I don't anticipate anything just like that happening if I get into the background for Lovecraft, but I think interesting things will happen. For example, it would be interesting to see a little, in some excellent panoramic book about America in the Twenties and Thirties, about the discovery of the one and only American planet discovery (Pluto, since downgraded to "dwarf planet" status). Or take the progress of rural electrification and telephony & think of "The Dunwich Horror." Or flood control damming and "The Colour Out of Space."
JDW, was Lovecraft a newspaper reader? I rather suspect that he was; he was not endlessly poring over his Poe and Dunsany; he could have talked about events and issues of his day with rather more sophistication, I suspect, than some of us could talk about our own! Or am I wrong?
Incidentally, some of us are admirers of Arthur Machen. He wrote a very fine little essay called "The Gray's Inn Coffee House" that was published in book form in a wartime anthology called We Shall Eat and Drink Again. It's worth reading if you get the chance.

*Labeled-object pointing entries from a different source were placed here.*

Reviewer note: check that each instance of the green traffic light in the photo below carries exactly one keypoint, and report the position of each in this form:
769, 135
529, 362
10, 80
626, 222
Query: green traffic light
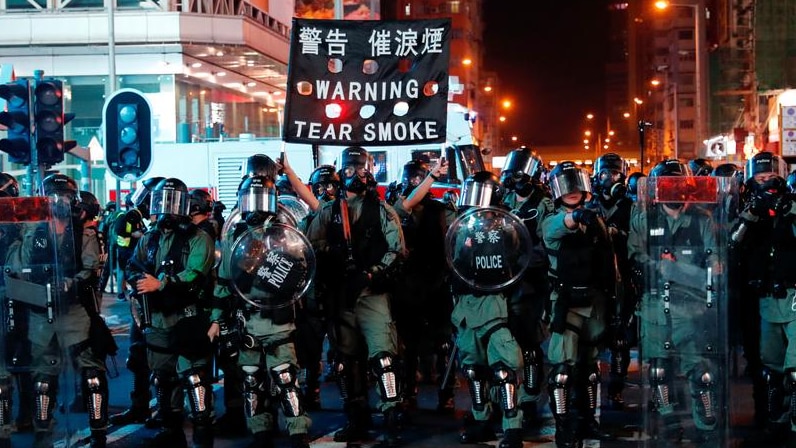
128, 113
128, 136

It celebrates "pudding," good things to drink, and roast beef, and well it might, well it might, for the benefit of people suffering privations that we'd be apt to think of as "Third World."
That great book about America between the wars is out there, I suspect, but I don't know what it is yet.
I'm making several points in this message, or maybe they are all aspects of one point... Here are some comments about a limited aspect...
I'd like to be able to read Lovecraft's stories (and other literary works that I care about) with an imagination a little better able to reconstruct how a contemporary audience might have read them. Conversely, I feel some desire to shy away from the Mountains of Madness movie that is being discussed here. Already there is the expectation that the imaginations that will be at work upon the Lovecraft plot line will be standard-issue ones of now. Whatever it looks like, the movie is hardly likely to look like anything but a typical big-budget 2010s horror/sf movie, with CGI, mandatory sexy female character(s), and above all lots of scenes that elicit that COOL! response from adolescents and gamers of all ages. I'm not trying to be cynical! But really, isn't it to be expected that if someone makes a movie in 2011, it's going to look like a 2011 movie? And that means copious CGI and go-for-the-WOW COOL response, even if, as I suppose there may be, there is some superficial attempt to capture some obvious 1930s color (if they do decide to be that faithful to the story).
If we must have a movie of Mountains, I wish we could have one that, sure, would use appropriate technology of now, appropriately, but would give us something closer to what would have been imagined by HPL and his original readers -- people who grew up on Verne, Wells, the mags, not Alien etc.